Linkin Park has sold a lot of copies of its latest album, Minutes To Midnight, and all those people who bought it have recieved a special “thank you” from Warner Music Group: a really hard time getting it on their computers, thanks to some copy protection. A blogger explains the three-machine procedure he went through in order to rip the album:
I buy most of my music on iTunes, because the albums are only $9.99. When the new Linkin Park “Minutes To Midnight” CD came out, I went to iTunes and to my surprise, the album cost was $11.99. No extra tracks, no videos, nothing extra. So I decided to buy the physical CD instead.
I bought the CD for $16.99, and when I went to pop it into my Macbook Pro, the CD never showed up in iTunes. And it never displayed in the Finder. I thought maybe my mac goofed, so I ejected it and inserted it again. No dice. So I popped it in my work PC, and it opened Windows Media Player and allowed the CD to play, but, when I tried to view the CD’s contents in Windows Explorer, it showed the tracks as 1kb files, which is obviously wrong. The true files are hidden.

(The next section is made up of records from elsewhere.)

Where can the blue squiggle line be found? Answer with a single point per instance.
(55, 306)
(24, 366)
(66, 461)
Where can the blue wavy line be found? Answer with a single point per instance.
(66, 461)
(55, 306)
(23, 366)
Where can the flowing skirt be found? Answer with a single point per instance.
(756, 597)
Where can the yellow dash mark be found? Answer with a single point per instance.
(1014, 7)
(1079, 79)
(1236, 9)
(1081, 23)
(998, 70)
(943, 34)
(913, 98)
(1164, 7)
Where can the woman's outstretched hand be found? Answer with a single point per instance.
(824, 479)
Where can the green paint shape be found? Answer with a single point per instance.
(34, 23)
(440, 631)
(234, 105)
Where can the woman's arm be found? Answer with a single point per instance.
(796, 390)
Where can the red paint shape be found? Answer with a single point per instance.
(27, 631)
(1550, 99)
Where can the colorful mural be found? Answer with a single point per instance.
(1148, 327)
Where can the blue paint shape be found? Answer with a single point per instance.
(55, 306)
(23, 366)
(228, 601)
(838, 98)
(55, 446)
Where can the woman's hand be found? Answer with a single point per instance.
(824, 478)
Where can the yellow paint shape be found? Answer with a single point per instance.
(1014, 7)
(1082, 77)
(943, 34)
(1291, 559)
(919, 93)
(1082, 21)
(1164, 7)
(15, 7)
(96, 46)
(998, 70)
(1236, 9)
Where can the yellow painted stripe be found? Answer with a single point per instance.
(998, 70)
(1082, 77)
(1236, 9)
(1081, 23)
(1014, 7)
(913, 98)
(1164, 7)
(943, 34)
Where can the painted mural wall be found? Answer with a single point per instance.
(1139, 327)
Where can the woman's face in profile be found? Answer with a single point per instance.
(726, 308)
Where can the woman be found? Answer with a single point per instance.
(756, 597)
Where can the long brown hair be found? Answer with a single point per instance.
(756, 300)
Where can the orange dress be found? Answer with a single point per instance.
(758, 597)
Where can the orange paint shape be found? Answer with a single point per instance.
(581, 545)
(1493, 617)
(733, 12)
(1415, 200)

They secretly employed some type of copy protection to prevent my fair use. I have the right to copy or listen to my music on my computer.
Then I did a Google search and found out that other people had the same issues. Then I got angry. There was no disclaimer on the CD packaging. In fact, the CD had the compact disc logo, which as far as I know is a standard, but it seems that this Warner Bros. CD is not following the standard.
I decided to try the CD in my older Power PC iMac. It worked! I ripped the CD into iTunes and then added the tracks to my MacBook Pro. So I paid full price for a crippled CD from Warner Bros. And I pay for my music! Why are they trying to restrict my ability to open the CD on my Mac and rip into iTunes?? It’s conduct like this that will cause people to stop buying CDs and download illegally instead.
From this point on, I will no longer buy Warner Bros. labeled CDs, nor will I purchase them on iTunes. I will acquire music from this label by using other means. Warner Bros., this is your fault!!! And if this happens when I purchase any other CDs from other record labels, they will no longer get my money. And I will tell everybody that I know.
Now, we know that Warner Music Group is pro-DRM, but really–forcing consumers who have been willing to shell out cash for CDs to jump through hoops just so they can transfer a brand-new record to their computers seems kind of cruel. And it’s not just cruel to the consumers, either; it hurts the people who work at the label as well, since at this point any formerly paying consumer threatening to hold back his dollars can’t be good for the bottom line. Haven’t the powers that be at Warner learned anything from the rootkit debacle? Or is Warner just figuring that the Linkin Park album is the last album that’ll enjoy big sales, anyway, so why not go out with a consumer-revolt bang?